Frans Kracjberg, now in his ninety-first year, was born in Poland. But he’s been in Brazil for more than sixty of them, and became a citizen well over half-a-century ago, so I think there’s some justification for the country to claim him as its own.
Kracjberg’s passion for the preservation of the environment has heavily impacted his lifestyle and invades every part of his work. In the 1950’s, he spent much of the time in a cave in a remote part of Minas Gerais. There, living alone, without creature comforts, and bathing only in the local river, he produced etchings and stone carvings.
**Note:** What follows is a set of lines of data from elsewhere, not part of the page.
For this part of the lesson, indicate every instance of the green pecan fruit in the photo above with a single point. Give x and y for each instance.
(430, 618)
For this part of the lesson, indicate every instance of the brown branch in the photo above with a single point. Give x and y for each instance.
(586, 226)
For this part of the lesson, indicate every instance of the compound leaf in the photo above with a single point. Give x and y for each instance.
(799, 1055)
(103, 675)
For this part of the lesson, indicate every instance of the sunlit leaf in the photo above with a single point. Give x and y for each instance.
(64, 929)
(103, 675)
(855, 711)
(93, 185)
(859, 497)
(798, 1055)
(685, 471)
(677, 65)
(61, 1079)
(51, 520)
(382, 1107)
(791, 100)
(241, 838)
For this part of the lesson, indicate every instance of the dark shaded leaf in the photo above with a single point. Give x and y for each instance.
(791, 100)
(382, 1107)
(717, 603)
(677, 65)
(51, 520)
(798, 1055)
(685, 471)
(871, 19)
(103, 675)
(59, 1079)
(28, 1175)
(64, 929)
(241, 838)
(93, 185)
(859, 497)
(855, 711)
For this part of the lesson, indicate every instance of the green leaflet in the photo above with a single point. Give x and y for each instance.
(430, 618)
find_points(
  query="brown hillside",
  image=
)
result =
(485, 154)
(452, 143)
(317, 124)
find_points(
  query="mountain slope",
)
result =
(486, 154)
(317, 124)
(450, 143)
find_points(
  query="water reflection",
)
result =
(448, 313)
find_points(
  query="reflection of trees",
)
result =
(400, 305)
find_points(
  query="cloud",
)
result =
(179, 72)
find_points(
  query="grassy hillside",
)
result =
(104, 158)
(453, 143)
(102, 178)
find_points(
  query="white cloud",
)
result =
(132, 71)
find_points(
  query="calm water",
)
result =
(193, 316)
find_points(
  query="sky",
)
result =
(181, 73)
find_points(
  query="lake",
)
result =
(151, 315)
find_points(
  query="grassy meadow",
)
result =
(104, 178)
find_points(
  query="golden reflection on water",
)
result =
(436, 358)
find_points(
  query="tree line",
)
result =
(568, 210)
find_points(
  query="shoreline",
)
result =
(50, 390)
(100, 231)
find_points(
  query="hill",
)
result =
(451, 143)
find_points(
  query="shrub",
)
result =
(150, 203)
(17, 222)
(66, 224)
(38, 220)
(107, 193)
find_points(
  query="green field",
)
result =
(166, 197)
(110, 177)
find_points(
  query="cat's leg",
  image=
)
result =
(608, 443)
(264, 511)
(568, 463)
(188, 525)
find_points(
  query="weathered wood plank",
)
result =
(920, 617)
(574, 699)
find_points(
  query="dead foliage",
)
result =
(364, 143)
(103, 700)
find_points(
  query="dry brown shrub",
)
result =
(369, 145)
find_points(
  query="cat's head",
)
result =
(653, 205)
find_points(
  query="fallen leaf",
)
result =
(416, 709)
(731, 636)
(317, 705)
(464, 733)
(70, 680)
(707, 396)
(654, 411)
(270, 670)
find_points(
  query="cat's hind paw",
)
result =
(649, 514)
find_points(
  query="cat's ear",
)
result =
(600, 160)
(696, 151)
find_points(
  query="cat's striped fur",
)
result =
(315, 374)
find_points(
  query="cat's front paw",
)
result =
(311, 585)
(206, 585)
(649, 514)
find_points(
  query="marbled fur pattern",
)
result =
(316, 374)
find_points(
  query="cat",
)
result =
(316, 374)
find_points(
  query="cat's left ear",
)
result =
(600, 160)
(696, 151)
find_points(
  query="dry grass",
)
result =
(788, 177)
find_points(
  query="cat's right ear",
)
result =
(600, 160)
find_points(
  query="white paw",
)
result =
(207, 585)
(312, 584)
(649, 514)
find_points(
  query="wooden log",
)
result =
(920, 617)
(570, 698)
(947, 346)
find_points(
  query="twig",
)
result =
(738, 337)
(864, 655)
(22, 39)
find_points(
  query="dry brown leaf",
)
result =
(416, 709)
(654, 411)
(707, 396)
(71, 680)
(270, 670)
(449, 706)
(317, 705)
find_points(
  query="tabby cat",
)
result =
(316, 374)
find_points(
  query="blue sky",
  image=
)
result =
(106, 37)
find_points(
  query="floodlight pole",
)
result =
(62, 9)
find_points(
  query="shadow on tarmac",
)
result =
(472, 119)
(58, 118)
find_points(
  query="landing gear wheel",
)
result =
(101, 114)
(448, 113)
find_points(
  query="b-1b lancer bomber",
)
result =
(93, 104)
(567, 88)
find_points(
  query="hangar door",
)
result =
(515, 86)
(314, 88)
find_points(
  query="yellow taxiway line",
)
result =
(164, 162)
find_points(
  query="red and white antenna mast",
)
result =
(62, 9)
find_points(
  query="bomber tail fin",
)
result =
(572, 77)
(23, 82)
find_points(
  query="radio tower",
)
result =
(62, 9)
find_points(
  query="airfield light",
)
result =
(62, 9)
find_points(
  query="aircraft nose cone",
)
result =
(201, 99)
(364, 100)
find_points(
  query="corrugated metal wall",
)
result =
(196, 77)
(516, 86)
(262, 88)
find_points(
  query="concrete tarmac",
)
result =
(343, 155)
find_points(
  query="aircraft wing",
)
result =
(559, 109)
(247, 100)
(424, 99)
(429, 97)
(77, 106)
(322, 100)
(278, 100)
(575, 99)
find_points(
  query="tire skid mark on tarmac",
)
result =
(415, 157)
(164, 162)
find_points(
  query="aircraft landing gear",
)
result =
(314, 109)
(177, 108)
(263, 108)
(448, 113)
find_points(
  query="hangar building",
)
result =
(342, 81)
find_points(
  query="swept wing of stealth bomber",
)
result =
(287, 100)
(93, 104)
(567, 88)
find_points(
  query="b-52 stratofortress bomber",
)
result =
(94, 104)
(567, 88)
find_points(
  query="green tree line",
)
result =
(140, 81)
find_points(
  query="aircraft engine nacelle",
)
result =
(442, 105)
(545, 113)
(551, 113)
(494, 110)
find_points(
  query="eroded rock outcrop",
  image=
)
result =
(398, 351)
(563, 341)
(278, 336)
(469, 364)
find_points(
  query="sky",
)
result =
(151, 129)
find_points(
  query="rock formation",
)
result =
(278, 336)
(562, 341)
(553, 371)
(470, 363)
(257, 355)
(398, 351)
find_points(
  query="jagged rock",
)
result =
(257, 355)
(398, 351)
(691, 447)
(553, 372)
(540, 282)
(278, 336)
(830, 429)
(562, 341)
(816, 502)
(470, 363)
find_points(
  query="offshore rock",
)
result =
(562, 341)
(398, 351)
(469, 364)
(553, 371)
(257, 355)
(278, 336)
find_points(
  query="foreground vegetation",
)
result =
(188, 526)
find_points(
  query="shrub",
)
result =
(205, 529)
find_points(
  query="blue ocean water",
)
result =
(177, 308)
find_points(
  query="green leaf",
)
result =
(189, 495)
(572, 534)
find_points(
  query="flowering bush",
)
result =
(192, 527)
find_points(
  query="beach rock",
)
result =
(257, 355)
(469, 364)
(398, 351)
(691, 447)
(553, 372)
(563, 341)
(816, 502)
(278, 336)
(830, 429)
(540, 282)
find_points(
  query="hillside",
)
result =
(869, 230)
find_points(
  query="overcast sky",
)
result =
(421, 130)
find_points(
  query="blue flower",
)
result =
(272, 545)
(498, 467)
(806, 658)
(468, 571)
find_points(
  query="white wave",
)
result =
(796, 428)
But it was only in 1964, that he first began to produce the kind of work for which he subsequently became famous.
Sculptures in wood.
Since 1974, he’s been living in a tree house, some twenty-three feet above the ground, in the small town of Nova Viçosa, in the southern part of the state of Bahia.
In his extensive garden of almost 1.2 square kilometers of Atlantic rainforest and mangrove swamp, Kracjberg has planted more than 10,000 seedlings of native varieties of plants. And, on those same grounds, there are two pavilions, like the one below, containing more than three hundred works by the artist. Four more buildings are planned. And the whole composes a museum that bears his name.
Recently, the artist has been taking up photography.
But his theme has never varied. He continues to be concerned with the willful destruction of the rainforest - as illustrated by this, one of his recent prints:
Never heard of Kracjberg?
If that is so, then I’m most pleased to have been able to introduce you to him.